New Report Ranks Top Cancer Issues for Latinos

March 1, 2004

Inadequate access to cancer screening and care is the number one cancer issue for the nation's 38 million Hispanics/Latinos, according to a report recently issued by Redes En Acción.

In its summary recommendations for a national Hispanic/Latino cancer control agenda, the Redes En Acción Latino Cancer Report ranks the cancer issues of greatest relevance to this country's Latino population as follows:

  1. Access to cancer screening and care
  2. Tobacco use and cancer
  3. Status and communication of cancer risk
  4. Association of infectious agents with certain types of cancer
  5. Cancer survivorship and health-related quality of life

Access to care is a particularly significant problem for Latinos. According to the U.S. Census Bureau, Latinos are uninsured at a rate more than three times higher than non-Hispanic whites (32.4% vs. 10.7%).

The Latino Cancer Report includes a series of research recommendations for the priority issues, as well as education, training and outreach recommendations for cancer prevention and control. In addition, the report lists the most important cancer sites, in order of their significance to Latinos as: 1) breast, 2) cervical, 3) lung, 4) colorectal, 5) prostate, 6) liver and 7) stomach.

"The consensus recommendations found in the Latino Cancer Report are intended to help shape a national agenda on Hispanic/Latino cancer prevention and control issues," said Amelie G. Ramirez, DrPH, Redes En Acción Principal Investigator. "More specifically, the aim of this report is to assist Redes En Acción in its goals of promoting Hispanic/Latino cancer research, training and public education, as well as provide advisory guidelines for national, regional and local policy makers."

The Latino Cancer Report represents four years of research and prioritization and the input of hundreds of scientists, health care professionals, leaders of government agencies and professional and community-based organizations, and other stakeholders in Hispanic/Latino health. The process included extensive involvement of Redes En Acción's National Steering Committee and six Regional Community Advisory Committees, and a survey of 624 key opinion leaders in Hispanic/Latino communities throughout the country.

"Latinos are the largest and fastest-growing minority population in the United States," Dr. Ramirez said. "As this population expands and ages, it is imperative that the resources and strategies employed in the war against cancer be targeted as precisely as possible for maximum effect.

"Redes En Acción believes this Latino Cancer Report will provide a useful tool for all individuals and organizations engaged in this effort."
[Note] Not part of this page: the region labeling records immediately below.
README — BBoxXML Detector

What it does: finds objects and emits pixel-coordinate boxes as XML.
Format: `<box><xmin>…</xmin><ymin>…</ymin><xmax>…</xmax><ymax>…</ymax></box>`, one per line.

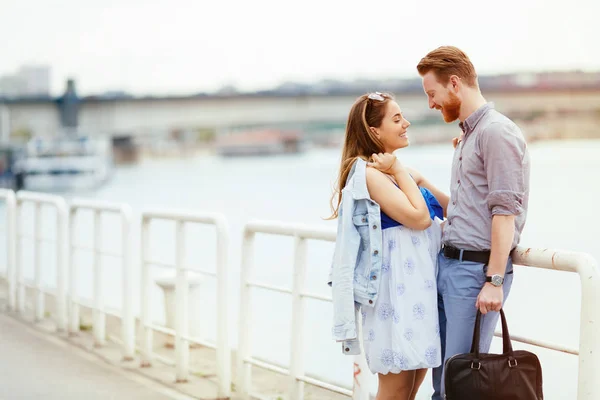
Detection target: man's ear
<box><xmin>448</xmin><ymin>75</ymin><xmax>461</xmax><ymax>93</ymax></box>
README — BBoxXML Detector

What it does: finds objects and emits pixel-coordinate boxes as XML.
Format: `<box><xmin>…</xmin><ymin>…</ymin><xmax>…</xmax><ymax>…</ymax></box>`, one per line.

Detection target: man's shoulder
<box><xmin>481</xmin><ymin>110</ymin><xmax>524</xmax><ymax>139</ymax></box>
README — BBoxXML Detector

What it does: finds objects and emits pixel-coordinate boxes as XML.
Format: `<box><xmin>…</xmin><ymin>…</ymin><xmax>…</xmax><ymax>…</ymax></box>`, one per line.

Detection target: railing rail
<box><xmin>237</xmin><ymin>221</ymin><xmax>600</xmax><ymax>400</ymax></box>
<box><xmin>0</xmin><ymin>189</ymin><xmax>600</xmax><ymax>400</ymax></box>
<box><xmin>15</xmin><ymin>191</ymin><xmax>69</xmax><ymax>331</ymax></box>
<box><xmin>141</xmin><ymin>210</ymin><xmax>231</xmax><ymax>397</ymax></box>
<box><xmin>69</xmin><ymin>198</ymin><xmax>135</xmax><ymax>360</ymax></box>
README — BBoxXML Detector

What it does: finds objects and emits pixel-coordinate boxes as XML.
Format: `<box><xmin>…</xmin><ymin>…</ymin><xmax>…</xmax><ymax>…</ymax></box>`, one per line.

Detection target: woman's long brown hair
<box><xmin>327</xmin><ymin>93</ymin><xmax>394</xmax><ymax>219</ymax></box>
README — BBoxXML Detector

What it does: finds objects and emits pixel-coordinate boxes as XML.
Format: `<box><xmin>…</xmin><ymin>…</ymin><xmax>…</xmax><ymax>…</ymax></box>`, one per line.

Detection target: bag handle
<box><xmin>471</xmin><ymin>309</ymin><xmax>513</xmax><ymax>358</ymax></box>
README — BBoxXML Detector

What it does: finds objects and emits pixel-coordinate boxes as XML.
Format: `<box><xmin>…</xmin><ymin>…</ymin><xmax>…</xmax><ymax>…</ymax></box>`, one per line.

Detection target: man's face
<box><xmin>423</xmin><ymin>71</ymin><xmax>462</xmax><ymax>123</ymax></box>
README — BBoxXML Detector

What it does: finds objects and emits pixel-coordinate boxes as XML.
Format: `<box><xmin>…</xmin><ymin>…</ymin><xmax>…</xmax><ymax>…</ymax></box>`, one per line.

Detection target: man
<box><xmin>417</xmin><ymin>46</ymin><xmax>529</xmax><ymax>400</ymax></box>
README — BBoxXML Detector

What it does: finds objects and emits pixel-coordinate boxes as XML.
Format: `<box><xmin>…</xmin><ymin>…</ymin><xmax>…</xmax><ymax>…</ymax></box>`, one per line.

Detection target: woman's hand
<box><xmin>367</xmin><ymin>153</ymin><xmax>403</xmax><ymax>175</ymax></box>
<box><xmin>406</xmin><ymin>167</ymin><xmax>424</xmax><ymax>186</ymax></box>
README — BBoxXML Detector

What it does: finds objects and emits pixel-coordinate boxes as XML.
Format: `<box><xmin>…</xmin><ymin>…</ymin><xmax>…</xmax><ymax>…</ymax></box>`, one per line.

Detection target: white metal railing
<box><xmin>15</xmin><ymin>191</ymin><xmax>69</xmax><ymax>331</ymax></box>
<box><xmin>237</xmin><ymin>221</ymin><xmax>369</xmax><ymax>400</ymax></box>
<box><xmin>0</xmin><ymin>189</ymin><xmax>17</xmax><ymax>310</ymax></box>
<box><xmin>69</xmin><ymin>199</ymin><xmax>135</xmax><ymax>361</ymax></box>
<box><xmin>141</xmin><ymin>210</ymin><xmax>231</xmax><ymax>397</ymax></box>
<box><xmin>237</xmin><ymin>221</ymin><xmax>600</xmax><ymax>400</ymax></box>
<box><xmin>511</xmin><ymin>247</ymin><xmax>600</xmax><ymax>400</ymax></box>
<box><xmin>0</xmin><ymin>189</ymin><xmax>600</xmax><ymax>400</ymax></box>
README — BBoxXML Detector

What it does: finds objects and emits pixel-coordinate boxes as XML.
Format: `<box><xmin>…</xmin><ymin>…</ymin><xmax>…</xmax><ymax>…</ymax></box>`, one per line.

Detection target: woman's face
<box><xmin>371</xmin><ymin>101</ymin><xmax>410</xmax><ymax>153</ymax></box>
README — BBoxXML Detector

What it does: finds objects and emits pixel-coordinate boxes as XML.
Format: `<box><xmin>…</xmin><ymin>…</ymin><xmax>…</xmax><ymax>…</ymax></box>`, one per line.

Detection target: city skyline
<box><xmin>0</xmin><ymin>0</ymin><xmax>600</xmax><ymax>95</ymax></box>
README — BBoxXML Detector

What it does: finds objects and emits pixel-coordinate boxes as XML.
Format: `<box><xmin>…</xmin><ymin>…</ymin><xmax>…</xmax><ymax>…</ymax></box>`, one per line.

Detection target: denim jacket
<box><xmin>329</xmin><ymin>158</ymin><xmax>444</xmax><ymax>355</ymax></box>
<box><xmin>329</xmin><ymin>158</ymin><xmax>383</xmax><ymax>354</ymax></box>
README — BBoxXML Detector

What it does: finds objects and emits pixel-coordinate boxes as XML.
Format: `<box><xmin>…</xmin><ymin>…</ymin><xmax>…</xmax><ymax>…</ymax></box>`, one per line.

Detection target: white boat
<box><xmin>16</xmin><ymin>136</ymin><xmax>113</xmax><ymax>191</ymax></box>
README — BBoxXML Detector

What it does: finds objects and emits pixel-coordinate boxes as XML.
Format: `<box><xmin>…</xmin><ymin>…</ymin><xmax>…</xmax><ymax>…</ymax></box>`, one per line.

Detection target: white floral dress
<box><xmin>361</xmin><ymin>217</ymin><xmax>442</xmax><ymax>374</ymax></box>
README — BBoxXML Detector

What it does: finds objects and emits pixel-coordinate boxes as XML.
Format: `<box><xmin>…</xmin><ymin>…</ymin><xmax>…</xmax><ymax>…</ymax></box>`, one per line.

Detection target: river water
<box><xmin>0</xmin><ymin>141</ymin><xmax>600</xmax><ymax>399</ymax></box>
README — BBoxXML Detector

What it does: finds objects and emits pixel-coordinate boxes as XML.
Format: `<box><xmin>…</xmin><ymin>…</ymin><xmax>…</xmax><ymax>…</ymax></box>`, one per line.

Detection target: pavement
<box><xmin>0</xmin><ymin>313</ymin><xmax>192</xmax><ymax>400</ymax></box>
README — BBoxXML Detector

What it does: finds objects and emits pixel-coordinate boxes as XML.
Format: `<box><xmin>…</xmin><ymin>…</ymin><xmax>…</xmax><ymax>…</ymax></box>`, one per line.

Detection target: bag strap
<box><xmin>471</xmin><ymin>309</ymin><xmax>513</xmax><ymax>358</ymax></box>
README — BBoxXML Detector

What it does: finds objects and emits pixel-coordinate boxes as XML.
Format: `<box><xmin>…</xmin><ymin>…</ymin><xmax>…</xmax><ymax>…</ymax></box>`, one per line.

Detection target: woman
<box><xmin>331</xmin><ymin>92</ymin><xmax>448</xmax><ymax>400</ymax></box>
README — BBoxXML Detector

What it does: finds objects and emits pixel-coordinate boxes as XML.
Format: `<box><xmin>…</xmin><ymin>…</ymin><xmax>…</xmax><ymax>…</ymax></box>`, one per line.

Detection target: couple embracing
<box><xmin>330</xmin><ymin>46</ymin><xmax>529</xmax><ymax>400</ymax></box>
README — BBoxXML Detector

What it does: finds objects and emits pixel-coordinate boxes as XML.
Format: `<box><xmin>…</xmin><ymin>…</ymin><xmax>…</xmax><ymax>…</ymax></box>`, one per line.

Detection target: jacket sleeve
<box><xmin>331</xmin><ymin>192</ymin><xmax>360</xmax><ymax>341</ymax></box>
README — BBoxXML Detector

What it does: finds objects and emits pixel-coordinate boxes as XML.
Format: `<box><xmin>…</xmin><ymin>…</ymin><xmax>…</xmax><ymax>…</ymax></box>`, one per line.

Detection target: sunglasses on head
<box><xmin>367</xmin><ymin>92</ymin><xmax>390</xmax><ymax>101</ymax></box>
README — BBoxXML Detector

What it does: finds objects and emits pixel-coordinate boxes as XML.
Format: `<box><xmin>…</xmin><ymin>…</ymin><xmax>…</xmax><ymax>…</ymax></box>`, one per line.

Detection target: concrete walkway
<box><xmin>0</xmin><ymin>313</ymin><xmax>190</xmax><ymax>400</ymax></box>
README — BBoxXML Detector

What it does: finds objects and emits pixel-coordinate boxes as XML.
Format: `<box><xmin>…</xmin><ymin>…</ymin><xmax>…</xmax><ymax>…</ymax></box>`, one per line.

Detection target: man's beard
<box><xmin>442</xmin><ymin>92</ymin><xmax>462</xmax><ymax>123</ymax></box>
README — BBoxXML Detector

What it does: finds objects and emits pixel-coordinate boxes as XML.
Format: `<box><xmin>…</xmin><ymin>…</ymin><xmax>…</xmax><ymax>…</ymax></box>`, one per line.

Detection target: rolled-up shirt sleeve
<box><xmin>481</xmin><ymin>122</ymin><xmax>527</xmax><ymax>215</ymax></box>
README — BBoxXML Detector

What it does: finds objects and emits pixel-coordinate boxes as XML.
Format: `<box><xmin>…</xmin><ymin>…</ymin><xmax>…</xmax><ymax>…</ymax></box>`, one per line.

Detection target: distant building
<box><xmin>0</xmin><ymin>65</ymin><xmax>50</xmax><ymax>97</ymax></box>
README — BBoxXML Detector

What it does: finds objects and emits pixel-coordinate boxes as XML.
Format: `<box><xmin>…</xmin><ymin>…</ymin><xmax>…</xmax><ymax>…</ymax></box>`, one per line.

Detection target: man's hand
<box><xmin>367</xmin><ymin>153</ymin><xmax>404</xmax><ymax>175</ymax></box>
<box><xmin>475</xmin><ymin>282</ymin><xmax>504</xmax><ymax>315</ymax></box>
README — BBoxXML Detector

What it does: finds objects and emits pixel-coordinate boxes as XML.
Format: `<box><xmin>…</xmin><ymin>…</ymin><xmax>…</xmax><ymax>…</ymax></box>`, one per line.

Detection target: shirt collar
<box><xmin>458</xmin><ymin>102</ymin><xmax>495</xmax><ymax>135</ymax></box>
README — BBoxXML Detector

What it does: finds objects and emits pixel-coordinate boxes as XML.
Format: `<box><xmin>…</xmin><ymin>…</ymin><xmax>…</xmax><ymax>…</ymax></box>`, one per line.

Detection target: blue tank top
<box><xmin>381</xmin><ymin>186</ymin><xmax>444</xmax><ymax>229</ymax></box>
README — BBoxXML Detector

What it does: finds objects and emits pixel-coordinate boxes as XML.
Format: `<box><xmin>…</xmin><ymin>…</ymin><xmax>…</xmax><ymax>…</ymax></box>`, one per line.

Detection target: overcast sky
<box><xmin>0</xmin><ymin>0</ymin><xmax>600</xmax><ymax>94</ymax></box>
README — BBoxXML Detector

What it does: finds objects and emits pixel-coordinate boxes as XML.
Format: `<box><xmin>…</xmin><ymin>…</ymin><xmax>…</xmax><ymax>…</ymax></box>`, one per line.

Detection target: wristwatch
<box><xmin>485</xmin><ymin>275</ymin><xmax>504</xmax><ymax>287</ymax></box>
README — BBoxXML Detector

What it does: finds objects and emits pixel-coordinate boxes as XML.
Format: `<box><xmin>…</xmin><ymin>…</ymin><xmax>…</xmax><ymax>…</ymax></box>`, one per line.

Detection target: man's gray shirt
<box><xmin>442</xmin><ymin>103</ymin><xmax>530</xmax><ymax>250</ymax></box>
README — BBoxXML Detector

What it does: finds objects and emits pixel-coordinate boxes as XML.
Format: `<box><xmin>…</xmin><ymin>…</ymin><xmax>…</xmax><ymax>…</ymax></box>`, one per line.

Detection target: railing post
<box><xmin>92</xmin><ymin>210</ymin><xmax>106</xmax><ymax>347</ymax></box>
<box><xmin>69</xmin><ymin>208</ymin><xmax>79</xmax><ymax>335</ymax></box>
<box><xmin>575</xmin><ymin>255</ymin><xmax>600</xmax><ymax>400</ymax></box>
<box><xmin>15</xmin><ymin>197</ymin><xmax>26</xmax><ymax>314</ymax></box>
<box><xmin>140</xmin><ymin>217</ymin><xmax>153</xmax><ymax>367</ymax></box>
<box><xmin>121</xmin><ymin>205</ymin><xmax>135</xmax><ymax>361</ymax></box>
<box><xmin>0</xmin><ymin>189</ymin><xmax>17</xmax><ymax>311</ymax></box>
<box><xmin>175</xmin><ymin>221</ymin><xmax>190</xmax><ymax>382</ymax></box>
<box><xmin>216</xmin><ymin>218</ymin><xmax>231</xmax><ymax>398</ymax></box>
<box><xmin>33</xmin><ymin>202</ymin><xmax>43</xmax><ymax>322</ymax></box>
<box><xmin>237</xmin><ymin>229</ymin><xmax>255</xmax><ymax>399</ymax></box>
<box><xmin>290</xmin><ymin>236</ymin><xmax>306</xmax><ymax>400</ymax></box>
<box><xmin>55</xmin><ymin>198</ymin><xmax>70</xmax><ymax>331</ymax></box>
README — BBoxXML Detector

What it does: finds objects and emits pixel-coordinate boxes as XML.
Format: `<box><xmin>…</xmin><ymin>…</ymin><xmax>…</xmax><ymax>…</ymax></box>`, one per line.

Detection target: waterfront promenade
<box><xmin>0</xmin><ymin>313</ymin><xmax>190</xmax><ymax>400</ymax></box>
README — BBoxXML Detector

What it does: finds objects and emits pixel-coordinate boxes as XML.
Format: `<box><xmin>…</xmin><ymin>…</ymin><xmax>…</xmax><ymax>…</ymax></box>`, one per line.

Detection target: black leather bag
<box><xmin>444</xmin><ymin>310</ymin><xmax>544</xmax><ymax>400</ymax></box>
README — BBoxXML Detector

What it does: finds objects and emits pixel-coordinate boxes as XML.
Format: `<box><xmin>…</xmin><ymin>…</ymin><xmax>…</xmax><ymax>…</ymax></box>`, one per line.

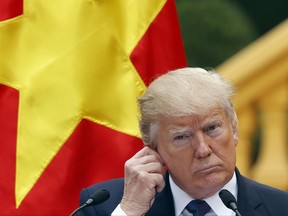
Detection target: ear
<box><xmin>232</xmin><ymin>112</ymin><xmax>239</xmax><ymax>146</ymax></box>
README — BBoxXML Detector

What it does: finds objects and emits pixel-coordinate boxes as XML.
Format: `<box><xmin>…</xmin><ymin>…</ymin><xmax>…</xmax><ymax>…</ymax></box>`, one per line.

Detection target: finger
<box><xmin>132</xmin><ymin>146</ymin><xmax>163</xmax><ymax>163</ymax></box>
<box><xmin>136</xmin><ymin>162</ymin><xmax>164</xmax><ymax>175</ymax></box>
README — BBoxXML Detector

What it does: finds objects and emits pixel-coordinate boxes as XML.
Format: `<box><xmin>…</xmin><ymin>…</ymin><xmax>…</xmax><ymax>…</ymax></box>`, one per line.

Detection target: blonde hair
<box><xmin>138</xmin><ymin>67</ymin><xmax>237</xmax><ymax>145</ymax></box>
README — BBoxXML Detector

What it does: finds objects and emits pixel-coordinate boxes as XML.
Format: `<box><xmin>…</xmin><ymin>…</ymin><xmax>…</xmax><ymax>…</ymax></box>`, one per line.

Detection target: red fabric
<box><xmin>0</xmin><ymin>0</ymin><xmax>186</xmax><ymax>216</ymax></box>
<box><xmin>0</xmin><ymin>0</ymin><xmax>23</xmax><ymax>21</ymax></box>
<box><xmin>130</xmin><ymin>0</ymin><xmax>187</xmax><ymax>85</ymax></box>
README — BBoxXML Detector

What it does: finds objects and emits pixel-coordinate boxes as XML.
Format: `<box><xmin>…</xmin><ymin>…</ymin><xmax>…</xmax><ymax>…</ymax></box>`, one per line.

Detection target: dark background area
<box><xmin>176</xmin><ymin>0</ymin><xmax>288</xmax><ymax>68</ymax></box>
What Is Redes En Acción? Redes En Acción is a major NCI-supported initiative to combat cancer among Latinos through a nationwide network of community-based organizations, research institutions, government health agencies and the public. Core activities include promoting cancer training and research opportunities for Latino students and researchers, generating research projects on key Latino cancer issues, and supporting cancer awareness activities within the Latino community.

The initiative is coordinated by the Baylor College of Medicine in Houston and San Antonio, with regional network centers in San Antonio, New York, Miami, Chicago, San Francisco and San Diego.